The 1.8 ghz. PPC 970 should have a 900 mhz. FSB, fed by dual bank DDR400 (PC3200) memory it will really cook!
"When the president does it, that means it's not illegal." - Richard M. Nixon
It will depend on the specific app. From what I've read, the 970's Altivec unit is slightly less advanced than that of the current G4, but it will have a *lot* more memory bandwidth. So the 970 won't be any faster per-cycle at RC5 (which fits entirely in cache), but could easily be significantly faster when processing large Photoshop images.
How to solve most of our problems: 1.Lots of nuclear plants. 2.Cure aging.
Smeagol is not 64-bit Jaguar. It just has a few minor modifications for Jaguar to run on the new chipset supporting the 970. It's probably nothing more than Mac OS X 10.2.7.

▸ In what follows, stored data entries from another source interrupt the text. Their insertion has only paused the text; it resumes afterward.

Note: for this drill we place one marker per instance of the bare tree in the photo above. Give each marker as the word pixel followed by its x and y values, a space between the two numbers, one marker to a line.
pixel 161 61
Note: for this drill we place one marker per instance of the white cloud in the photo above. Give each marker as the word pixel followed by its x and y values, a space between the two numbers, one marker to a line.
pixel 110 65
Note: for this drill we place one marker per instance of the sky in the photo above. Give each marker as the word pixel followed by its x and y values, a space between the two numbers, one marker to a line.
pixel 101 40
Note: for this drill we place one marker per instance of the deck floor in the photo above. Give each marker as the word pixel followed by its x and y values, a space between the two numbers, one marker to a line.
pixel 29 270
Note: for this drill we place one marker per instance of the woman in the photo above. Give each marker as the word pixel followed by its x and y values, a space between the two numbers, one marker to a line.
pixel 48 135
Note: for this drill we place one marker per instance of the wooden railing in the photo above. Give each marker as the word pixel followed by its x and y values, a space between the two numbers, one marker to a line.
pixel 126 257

64-bit will have to wait until Panther.
IBM doesn't just make nice notebooks. It makes the nicest notebooks. I work in pretty harsh environments, industrial machine shops, construction sites, and my bathroom. My thinkpad T21 takes it all. Gotten dropped countless times, routinely encounters dirt and dust etc. IBM also make very nice high quality desktops, my NetVista X40, (looks like Darth Vader's Imac) is a fantastic machine. If you have the money you really can't go wrong with an IBM business machine. I used to like HP Kayak workstations, but the new ones have really dropped in quality.
Could Jesus Microwave a burrito so hot that he himself could not eat it.

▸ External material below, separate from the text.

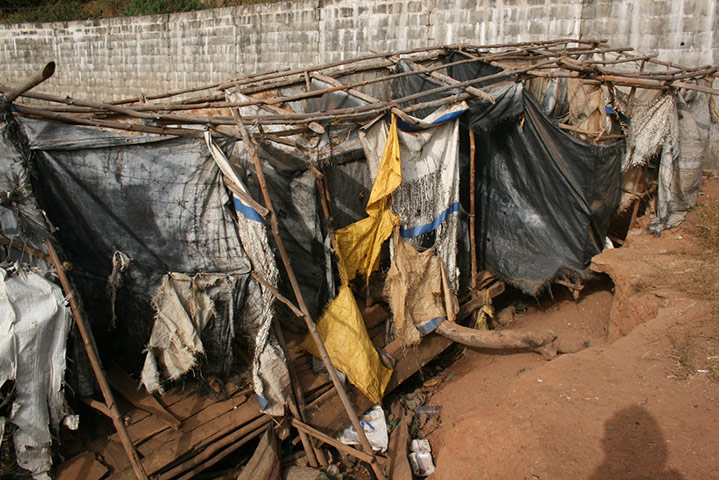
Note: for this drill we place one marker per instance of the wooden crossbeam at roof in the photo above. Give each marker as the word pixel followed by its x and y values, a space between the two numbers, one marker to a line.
pixel 591 61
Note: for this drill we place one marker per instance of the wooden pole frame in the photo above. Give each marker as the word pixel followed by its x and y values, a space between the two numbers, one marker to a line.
pixel 92 354
pixel 349 408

They wouldn't be supporting two operating system, it's the same operating system!
64-bit PPC architecture can run 32-bit PPC code just fine as-is. Which is part of the reason that there are claims of stock MacOS X 10.2.6 being run on these PPC970 machines.
-psy
The cache certainly helps a lot for stuff that can fit in the cache, but for "streaming" tasks, where data is read, processed, and output without being reused, you rapidly hit against memory bandwidth. Well optmized video code definitely runs out of cache quickly.
My video compression blog
" well, I've read some moderately convincing arguments that - because of the low latency, 4GB/sec L3 cache that the current top end G4s sport - memory bandwidth is not the bottleneck that we'd all like to believe. It seems that the REAL bottleneck is simply the low clock speed and lack of integer and FP execution resources that the 7455 has available."
The only problem with that argument is that the bus tops out whenever you're churning on a large dataset.. like video editing...
There's no doubt that the L3 helps, but actual memory bandwidth would help a whole lot more.
You've got that backwards. Macs use the carriage return, decimal 13 (0x0D) as their line break character. Unix uses the line feed, decimal 10 (0x0A). DOS (and therefore Windows) uses the asinine CR-LF combination, which is also the standard marker for line and command endings in most text-based internet protocols, such as SMTP.
For those youngsters not in the know, these "control" characters really did control things. On a paper teletype machine, a carriage return would move the print head back to the left side of the carriage. A line feed would advance the roller one line. The combination of the two would prepare the teletype for printing another line, so in a way Windows does it right.
In reality, using two characters to mark an end of line is a major pain in the ass. I wish everyone would standardize on using just an LF.
Nerd: Derogatory term typically directed at anybody with a lower Slashdot ID than you.